民國演義第七十六回 段芝泉、重ねて閣員を組み、龍済光、久しく戦禍を延ばす (段芝泉重組閣員 龍濟光久延戰禍)

海軍独立への対応と国会議員の要求

  • 段祺瑞は南京将軍・馮国璋、淞滬護軍使・楊善徳に調停を命じたが、両者とも海軍側に同情的で中立の立場をとった。
  • 国会議員二百九十九人は連名で電を送り、三年約法は違憲な手続きで成立したものであり、元年臨時約法こそ本来有効であるから、命令による「廃止」ではなく当然の効力回復として明令を発すべきだと主張した。

元年約法の回復と黎元洪の連続下令

  • 段祺瑞は海軍というより議員の圧力に押され、黎総統と協議のうえ約法回復を決断。六月二十九日、黎総統は連続して数道の命令を発した。
  • 元年臨時約法の遵用と、憲法制定までの効力継続
  • 国会を八月一日より召集
  • 三年五月以降の条約は継続有効とし、その他法令は原則存続
  • 国民会議関連法令の撤回、参政院・肅政庁の廃止
  • 段祺瑞を国務総理に特任

段祺瑞の組閣と徐世昌への相談

  • 段は組閣にあたり徐世昌(東海)を訪ね、老練な意見を求めた。徐は総理就任を固辞しつつ、許世英ら人選には賛意を示し、要務として「北洋団体の結束」「中央威信の維持」「民党との旧怨の解消」の三点を助言した。
  • 黎総統の命により、唐紹儀(外交)、許世英(内務)、陳錦濤(財政)、程璧光(海軍)、張耀曾(司法)、孫洪伊(教育)、張国淦(農商)、汪大燮(交通)が任命され、段は陸軍総長を兼任。
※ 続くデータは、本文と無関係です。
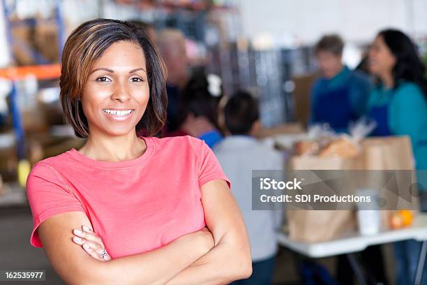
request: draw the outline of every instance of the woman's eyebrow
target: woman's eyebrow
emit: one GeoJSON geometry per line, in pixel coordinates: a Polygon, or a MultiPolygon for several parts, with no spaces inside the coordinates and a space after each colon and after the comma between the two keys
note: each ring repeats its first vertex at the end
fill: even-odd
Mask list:
{"type": "Polygon", "coordinates": [[[95,71],[108,71],[110,73],[114,73],[114,71],[113,71],[112,69],[106,68],[105,67],[100,67],[99,68],[95,68],[92,71],[91,71],[91,74],[92,74],[95,71]]]}
{"type": "Polygon", "coordinates": [[[130,71],[129,71],[129,73],[133,73],[134,72],[137,72],[138,71],[142,71],[147,73],[147,71],[145,71],[145,69],[142,68],[142,67],[139,67],[137,68],[133,69],[130,71]]]}
{"type": "MultiPolygon", "coordinates": [[[[112,69],[107,68],[105,67],[100,67],[98,68],[95,68],[92,71],[91,71],[91,74],[94,73],[95,71],[107,71],[107,72],[109,72],[110,73],[114,73],[114,71],[113,71],[112,69]]],[[[138,71],[144,71],[144,73],[147,73],[147,71],[145,71],[145,69],[142,68],[142,67],[139,67],[137,68],[132,69],[130,71],[129,71],[129,73],[133,73],[137,72],[138,71]]]]}

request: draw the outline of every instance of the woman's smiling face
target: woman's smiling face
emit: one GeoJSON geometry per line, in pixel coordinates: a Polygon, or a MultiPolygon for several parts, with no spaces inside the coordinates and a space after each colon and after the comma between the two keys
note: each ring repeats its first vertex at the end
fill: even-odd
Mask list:
{"type": "Polygon", "coordinates": [[[144,52],[140,45],[119,41],[94,63],[82,105],[89,133],[121,136],[135,131],[149,98],[144,52]]]}

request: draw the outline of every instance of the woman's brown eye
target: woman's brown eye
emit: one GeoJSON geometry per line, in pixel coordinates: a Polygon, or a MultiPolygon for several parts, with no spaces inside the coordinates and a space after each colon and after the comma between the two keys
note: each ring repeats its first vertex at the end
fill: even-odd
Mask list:
{"type": "Polygon", "coordinates": [[[107,78],[106,78],[106,77],[100,77],[100,78],[96,78],[96,81],[99,81],[99,82],[107,82],[107,81],[110,81],[110,80],[107,78]]]}

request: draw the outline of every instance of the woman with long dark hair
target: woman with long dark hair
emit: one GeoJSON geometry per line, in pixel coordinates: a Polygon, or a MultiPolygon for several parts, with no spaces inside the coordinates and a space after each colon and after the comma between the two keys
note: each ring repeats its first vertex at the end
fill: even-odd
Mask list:
{"type": "Polygon", "coordinates": [[[66,42],[61,101],[87,140],[36,163],[27,189],[31,244],[67,284],[250,275],[244,222],[214,153],[195,138],[155,136],[166,119],[165,74],[146,32],[126,22],[89,21],[66,42]]]}
{"type": "MultiPolygon", "coordinates": [[[[370,72],[377,79],[368,103],[368,115],[377,122],[373,135],[409,136],[415,168],[427,169],[427,82],[416,45],[400,31],[386,29],[375,38],[368,57],[370,72]]],[[[417,179],[423,184],[425,178],[417,179]]],[[[396,244],[396,284],[413,283],[420,249],[414,240],[396,244]]],[[[427,284],[424,275],[421,284],[427,284]]]]}

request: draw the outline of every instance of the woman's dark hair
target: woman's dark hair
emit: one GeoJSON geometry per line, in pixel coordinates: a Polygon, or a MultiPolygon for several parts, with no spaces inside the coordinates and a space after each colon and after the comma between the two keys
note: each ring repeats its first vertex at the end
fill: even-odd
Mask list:
{"type": "Polygon", "coordinates": [[[145,31],[127,22],[96,19],[75,29],[67,39],[61,66],[61,103],[66,121],[75,135],[89,134],[87,119],[80,100],[93,64],[113,43],[134,43],[141,47],[147,62],[150,98],[137,133],[144,130],[148,136],[158,133],[166,119],[166,68],[160,54],[145,31]]]}
{"type": "Polygon", "coordinates": [[[195,117],[206,117],[211,124],[220,129],[218,119],[219,102],[223,96],[222,86],[217,91],[219,94],[212,94],[209,91],[209,82],[204,73],[193,75],[181,93],[178,125],[182,124],[188,115],[193,113],[195,117]]]}
{"type": "Polygon", "coordinates": [[[249,133],[253,123],[260,119],[258,101],[249,93],[239,91],[224,107],[225,127],[232,135],[249,133]]]}
{"type": "Polygon", "coordinates": [[[410,38],[400,31],[385,29],[378,34],[382,37],[393,55],[396,59],[392,74],[395,87],[403,81],[417,84],[427,96],[426,67],[421,61],[417,46],[410,38]]]}

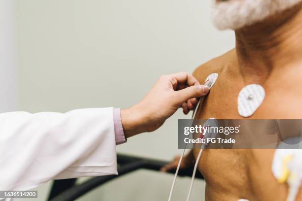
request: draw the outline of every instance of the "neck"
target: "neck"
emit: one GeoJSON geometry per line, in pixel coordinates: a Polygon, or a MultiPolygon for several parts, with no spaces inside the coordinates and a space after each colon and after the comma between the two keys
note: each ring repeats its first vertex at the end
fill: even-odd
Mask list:
{"type": "Polygon", "coordinates": [[[302,65],[302,3],[235,31],[239,70],[246,82],[264,82],[277,69],[302,65]]]}

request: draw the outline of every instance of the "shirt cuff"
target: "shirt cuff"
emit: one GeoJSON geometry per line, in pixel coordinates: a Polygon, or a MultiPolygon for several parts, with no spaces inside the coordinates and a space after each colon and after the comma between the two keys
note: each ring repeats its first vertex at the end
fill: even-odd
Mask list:
{"type": "Polygon", "coordinates": [[[113,122],[114,123],[114,134],[115,134],[115,144],[120,144],[127,141],[124,134],[124,130],[120,118],[120,108],[114,108],[113,122]]]}

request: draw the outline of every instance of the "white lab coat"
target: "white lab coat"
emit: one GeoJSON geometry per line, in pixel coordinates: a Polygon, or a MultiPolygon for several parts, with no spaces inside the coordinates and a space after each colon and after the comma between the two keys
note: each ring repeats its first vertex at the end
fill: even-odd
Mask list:
{"type": "Polygon", "coordinates": [[[113,108],[0,114],[0,190],[117,173],[113,108]]]}

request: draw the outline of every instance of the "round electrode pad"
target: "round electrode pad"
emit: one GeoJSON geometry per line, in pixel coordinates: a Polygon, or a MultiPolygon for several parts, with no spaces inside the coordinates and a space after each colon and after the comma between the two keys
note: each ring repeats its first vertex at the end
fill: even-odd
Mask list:
{"type": "Polygon", "coordinates": [[[246,86],[238,96],[238,112],[244,117],[251,116],[259,107],[265,96],[261,85],[257,84],[246,86]]]}
{"type": "Polygon", "coordinates": [[[211,74],[206,79],[205,85],[207,85],[210,88],[210,89],[211,89],[215,83],[215,82],[216,81],[216,80],[217,79],[218,77],[218,73],[214,72],[214,73],[211,74]],[[207,83],[208,83],[209,85],[208,85],[207,83]]]}

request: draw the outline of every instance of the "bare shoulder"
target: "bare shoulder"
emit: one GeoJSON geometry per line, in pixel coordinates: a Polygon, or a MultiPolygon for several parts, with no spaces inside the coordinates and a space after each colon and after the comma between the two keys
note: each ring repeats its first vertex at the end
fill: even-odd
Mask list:
{"type": "Polygon", "coordinates": [[[233,49],[226,53],[214,58],[197,67],[193,72],[194,76],[201,84],[211,73],[220,74],[232,63],[237,62],[236,51],[233,49]]]}

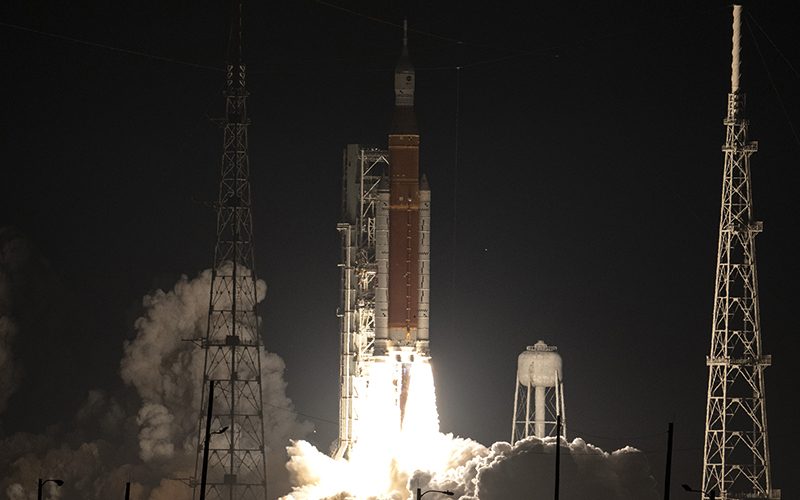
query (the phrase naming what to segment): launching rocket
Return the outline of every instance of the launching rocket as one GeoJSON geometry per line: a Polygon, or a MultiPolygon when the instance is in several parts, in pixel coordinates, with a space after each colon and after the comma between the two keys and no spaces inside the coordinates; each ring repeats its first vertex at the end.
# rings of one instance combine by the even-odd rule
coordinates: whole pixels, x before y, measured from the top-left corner
{"type": "Polygon", "coordinates": [[[394,76],[389,175],[379,185],[376,213],[374,354],[401,363],[429,356],[431,192],[419,177],[414,79],[406,30],[394,76]]]}

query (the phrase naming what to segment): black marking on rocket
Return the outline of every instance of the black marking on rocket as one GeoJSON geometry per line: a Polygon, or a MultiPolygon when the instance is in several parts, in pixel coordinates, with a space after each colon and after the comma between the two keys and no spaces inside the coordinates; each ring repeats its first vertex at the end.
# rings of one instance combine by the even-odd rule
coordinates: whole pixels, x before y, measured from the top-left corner
{"type": "Polygon", "coordinates": [[[411,385],[411,363],[403,363],[400,379],[400,430],[403,430],[403,420],[406,418],[406,403],[408,402],[408,387],[411,385]]]}

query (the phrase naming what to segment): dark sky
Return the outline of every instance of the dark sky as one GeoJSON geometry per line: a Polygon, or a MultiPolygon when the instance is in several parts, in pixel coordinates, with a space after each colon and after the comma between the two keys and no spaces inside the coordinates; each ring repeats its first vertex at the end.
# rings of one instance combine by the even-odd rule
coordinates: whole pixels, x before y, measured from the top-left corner
{"type": "MultiPolygon", "coordinates": [[[[516,357],[542,339],[564,360],[570,438],[645,451],[661,491],[672,420],[673,485],[699,485],[731,9],[696,5],[245,6],[260,312],[321,449],[338,412],[342,149],[386,147],[406,14],[433,196],[442,431],[508,440],[516,357]]],[[[798,9],[746,5],[743,28],[784,498],[800,492],[798,9]]],[[[211,266],[229,20],[205,0],[0,12],[0,227],[47,262],[15,285],[24,376],[0,414],[10,436],[69,421],[90,389],[117,390],[142,296],[211,266]]]]}

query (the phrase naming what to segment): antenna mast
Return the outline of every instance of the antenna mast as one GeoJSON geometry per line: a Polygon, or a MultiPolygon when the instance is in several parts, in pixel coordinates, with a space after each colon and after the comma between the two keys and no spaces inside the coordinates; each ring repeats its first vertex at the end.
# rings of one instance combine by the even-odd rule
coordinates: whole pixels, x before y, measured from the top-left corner
{"type": "Polygon", "coordinates": [[[764,369],[756,279],[750,155],[745,96],[739,91],[740,5],[733,7],[731,93],[722,180],[714,323],[708,364],[708,404],[703,461],[703,498],[780,498],[772,489],[767,439],[764,369]]]}
{"type": "MultiPolygon", "coordinates": [[[[197,467],[203,467],[206,428],[211,429],[208,474],[201,498],[264,500],[267,495],[261,392],[263,345],[258,335],[257,280],[247,156],[245,66],[242,63],[242,4],[234,1],[228,52],[222,172],[217,203],[203,396],[200,405],[197,467]],[[214,381],[211,423],[206,387],[214,381]],[[226,432],[216,434],[220,429],[226,432]]],[[[196,474],[197,477],[199,474],[196,474]]]]}

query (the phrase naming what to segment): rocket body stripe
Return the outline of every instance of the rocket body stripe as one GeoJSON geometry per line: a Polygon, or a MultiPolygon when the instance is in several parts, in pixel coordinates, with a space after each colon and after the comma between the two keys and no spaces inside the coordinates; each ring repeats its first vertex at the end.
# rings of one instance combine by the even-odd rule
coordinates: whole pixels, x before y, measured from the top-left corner
{"type": "Polygon", "coordinates": [[[418,135],[389,136],[389,172],[389,338],[413,342],[419,306],[418,135]]]}

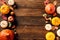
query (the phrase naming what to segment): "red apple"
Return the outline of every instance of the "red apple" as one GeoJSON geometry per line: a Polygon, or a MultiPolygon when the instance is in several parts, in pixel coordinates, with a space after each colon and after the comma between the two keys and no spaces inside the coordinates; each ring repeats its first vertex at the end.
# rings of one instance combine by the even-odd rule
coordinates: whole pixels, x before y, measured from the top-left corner
{"type": "Polygon", "coordinates": [[[10,22],[14,21],[13,16],[9,16],[9,17],[8,17],[8,21],[10,21],[10,22]]]}
{"type": "Polygon", "coordinates": [[[0,40],[13,40],[14,32],[9,29],[2,30],[0,32],[0,40]]]}
{"type": "Polygon", "coordinates": [[[55,12],[55,5],[52,3],[49,3],[45,7],[45,11],[47,14],[53,14],[55,12]]]}

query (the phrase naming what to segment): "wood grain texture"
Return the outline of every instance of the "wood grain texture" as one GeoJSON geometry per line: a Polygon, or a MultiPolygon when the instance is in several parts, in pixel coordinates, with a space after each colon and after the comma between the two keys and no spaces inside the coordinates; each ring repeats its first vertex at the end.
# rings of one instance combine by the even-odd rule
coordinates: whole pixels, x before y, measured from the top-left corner
{"type": "MultiPolygon", "coordinates": [[[[8,0],[6,0],[7,2],[8,0]]],[[[15,10],[18,26],[18,40],[46,40],[45,19],[42,17],[45,13],[45,0],[15,0],[18,9],[15,10]]],[[[53,3],[54,0],[50,0],[53,3]]],[[[60,6],[60,0],[57,0],[57,6],[60,6]]],[[[17,39],[15,39],[17,40],[17,39]]]]}
{"type": "Polygon", "coordinates": [[[45,30],[44,26],[20,26],[17,28],[17,33],[20,39],[36,39],[45,40],[45,34],[48,31],[45,30]]]}
{"type": "Polygon", "coordinates": [[[41,16],[18,16],[17,21],[19,25],[45,25],[45,19],[41,16]]]}

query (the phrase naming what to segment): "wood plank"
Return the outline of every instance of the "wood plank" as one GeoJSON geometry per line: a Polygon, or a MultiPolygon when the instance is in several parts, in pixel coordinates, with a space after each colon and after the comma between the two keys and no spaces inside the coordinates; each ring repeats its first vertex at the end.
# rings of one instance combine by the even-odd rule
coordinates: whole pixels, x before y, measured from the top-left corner
{"type": "Polygon", "coordinates": [[[43,13],[44,13],[43,9],[22,8],[15,10],[16,16],[42,16],[43,13]]]}
{"type": "Polygon", "coordinates": [[[45,30],[44,26],[19,26],[17,27],[17,33],[20,39],[45,39],[45,34],[48,31],[45,30]]]}
{"type": "MultiPolygon", "coordinates": [[[[15,0],[19,7],[21,8],[43,8],[45,0],[15,0]]],[[[54,0],[49,0],[53,3],[54,0]]],[[[60,0],[57,0],[60,3],[60,0]]]]}
{"type": "Polygon", "coordinates": [[[41,16],[17,16],[18,25],[45,25],[41,16]]]}

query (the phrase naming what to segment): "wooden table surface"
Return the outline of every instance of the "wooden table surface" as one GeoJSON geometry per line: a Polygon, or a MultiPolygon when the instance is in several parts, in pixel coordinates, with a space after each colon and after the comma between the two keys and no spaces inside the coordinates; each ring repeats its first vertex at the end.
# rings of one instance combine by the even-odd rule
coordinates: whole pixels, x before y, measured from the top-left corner
{"type": "MultiPolygon", "coordinates": [[[[50,0],[53,3],[54,0],[50,0]]],[[[44,0],[15,0],[18,9],[15,14],[18,22],[18,40],[45,40],[44,0]]],[[[57,0],[57,6],[60,0],[57,0]]],[[[16,39],[17,40],[17,39],[16,39]]]]}

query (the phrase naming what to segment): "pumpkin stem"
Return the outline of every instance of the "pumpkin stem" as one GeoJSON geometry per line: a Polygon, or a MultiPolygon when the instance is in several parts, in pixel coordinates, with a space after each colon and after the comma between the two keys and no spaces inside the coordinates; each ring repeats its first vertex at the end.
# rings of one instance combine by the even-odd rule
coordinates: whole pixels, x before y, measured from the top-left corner
{"type": "Polygon", "coordinates": [[[6,1],[5,0],[0,0],[0,3],[1,4],[6,4],[6,1]]]}

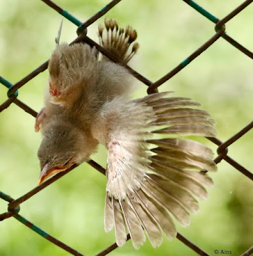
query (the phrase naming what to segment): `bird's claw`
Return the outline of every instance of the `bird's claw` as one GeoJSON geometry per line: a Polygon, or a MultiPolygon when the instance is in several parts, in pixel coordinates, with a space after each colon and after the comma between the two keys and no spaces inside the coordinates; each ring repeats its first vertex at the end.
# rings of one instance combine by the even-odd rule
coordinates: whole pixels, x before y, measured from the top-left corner
{"type": "Polygon", "coordinates": [[[36,116],[34,130],[38,132],[40,129],[40,124],[42,123],[44,118],[47,116],[45,108],[42,108],[40,111],[38,113],[37,116],[36,116]]]}

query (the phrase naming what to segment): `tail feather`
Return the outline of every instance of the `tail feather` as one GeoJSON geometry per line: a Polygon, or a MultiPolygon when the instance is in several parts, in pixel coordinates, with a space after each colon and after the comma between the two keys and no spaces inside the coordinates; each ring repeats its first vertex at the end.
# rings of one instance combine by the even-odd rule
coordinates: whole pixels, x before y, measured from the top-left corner
{"type": "Polygon", "coordinates": [[[113,55],[127,63],[137,52],[138,43],[132,44],[137,38],[135,30],[130,26],[119,28],[115,19],[105,19],[105,27],[98,26],[100,44],[113,55]],[[104,29],[105,27],[105,29],[104,29]]]}

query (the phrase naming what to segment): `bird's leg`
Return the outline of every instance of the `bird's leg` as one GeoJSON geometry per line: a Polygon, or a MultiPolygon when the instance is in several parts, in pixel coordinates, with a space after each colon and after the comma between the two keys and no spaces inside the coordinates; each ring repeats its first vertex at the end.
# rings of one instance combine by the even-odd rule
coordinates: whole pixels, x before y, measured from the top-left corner
{"type": "Polygon", "coordinates": [[[36,117],[34,130],[36,132],[38,132],[40,129],[40,124],[42,123],[43,120],[47,116],[45,113],[45,108],[42,108],[40,111],[38,113],[37,116],[36,117]]]}

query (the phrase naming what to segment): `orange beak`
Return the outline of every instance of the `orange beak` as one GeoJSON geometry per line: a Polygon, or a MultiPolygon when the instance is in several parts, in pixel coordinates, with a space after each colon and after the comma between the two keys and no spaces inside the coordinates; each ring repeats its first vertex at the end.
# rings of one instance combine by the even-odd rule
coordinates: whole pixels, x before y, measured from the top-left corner
{"type": "Polygon", "coordinates": [[[48,166],[48,164],[47,164],[43,168],[42,171],[40,172],[38,186],[40,186],[45,180],[54,175],[54,174],[58,173],[61,172],[63,172],[67,169],[67,168],[59,168],[58,167],[54,167],[50,169],[49,167],[49,166],[48,166]]]}

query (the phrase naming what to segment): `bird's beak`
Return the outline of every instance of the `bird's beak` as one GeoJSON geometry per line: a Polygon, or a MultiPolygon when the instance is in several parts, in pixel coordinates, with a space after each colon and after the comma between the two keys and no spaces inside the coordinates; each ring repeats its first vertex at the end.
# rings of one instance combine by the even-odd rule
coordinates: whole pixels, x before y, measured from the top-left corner
{"type": "Polygon", "coordinates": [[[66,170],[66,168],[59,168],[58,167],[50,168],[49,164],[47,164],[42,172],[40,172],[40,175],[39,180],[38,182],[38,186],[40,186],[43,183],[46,179],[49,179],[50,177],[54,174],[58,173],[59,172],[63,172],[66,170]]]}

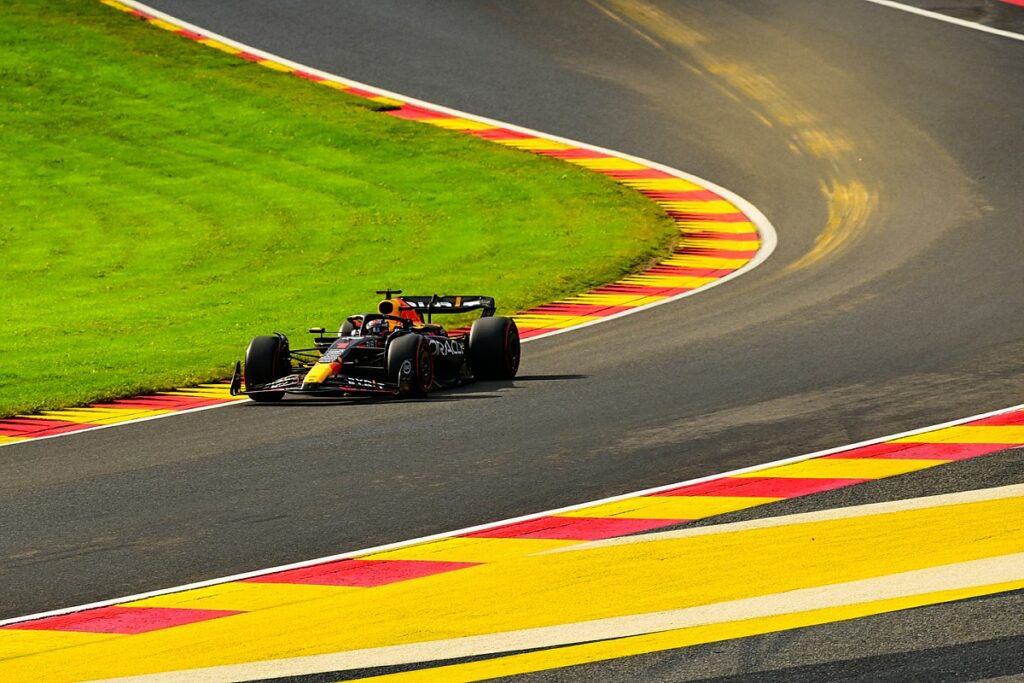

民党・官僚・中立の混合内閣となった。
  • 汪大燮の辞退により交通総長は許世英、内務は孫洪伊、教育は范源濂に改められた。

各省軍民長官の改称と特赦

  • 督軍(武)・省長(文)の呼称に統一し、各省の督軍・省長を任命し直した。
  • 頒爵条例・文官官秩令・懲弁国賊条例などを廃止し、政治犯を釈放。統率辦事処・軍政執法処も撤廃した。

四川の争い―陳宦と周駿

  • 周駿が成都に進撃し陳宦を圧迫。政府は蔡鍔を四川督軍に、陳宦を湖南督軍に転任させたが両者は対立を続けた。
  • 蔡鍔は使者を送り争いを止めるよう説いた。陳宦は退去したが、周駿はなお成都に居座り、陳宦配下の楊維を攻めて敗走させた。
  • 蔡鍔は病をおして羅佩金・劉存厚両軍を派遣し周駿を破り、自ら成都入りして秩序を回復した。

広東の争い―龍済光と李烈鈞

  • 広東督軍・龍済光は独立取り消し後も滇軍・桂軍と対立を続けた。滇軍司令・李烈鈞は龍軍と交戦し源潭で勝利、桂軍司令・莫栄新と合流して観音山で対峙した。
  • 政府は龍済光を庇いつつ李烈鈞には勲章と上将銜を与えて京へ召還する形で穏便に収めようとしたが、実質は龍を優遇する不公平な措置だった。
  • 唐紹儀・梁啓超ら広東出身の要人は連名で電を送り、龍済光の三年間の暴政(民財の掠奪・住民への圧政)を糾弾し、罷免を強く求めた。
  • 湖南でも軍民が政府の任命した督軍を拒み、独自に劉人熙を推挙する事態となり、黎総統・段総理は対応に苦慮した。

評語

旧約法の回復・旧国会の召集・袁氏の悪制の一掃は段祺瑞の政績と言えるが、閣員構成は民党・中立派・袁氏旧僚を三等分した折衷内閣であり、政見の相違から軋轢を生むのは必至であった。段は労を厭わぬが怨みを引き受ける覚悟に欠け、三派を混ぜ合わせて中立を装ったにすぎない。周駿と陳宦の争い、龍済光と李烈鈞の争いも、政府の優柔不断につけこんだもので、曲直を明らかにせず武力で決着をつける風潮が続けば、後に強者が権を恣にする恐れがある。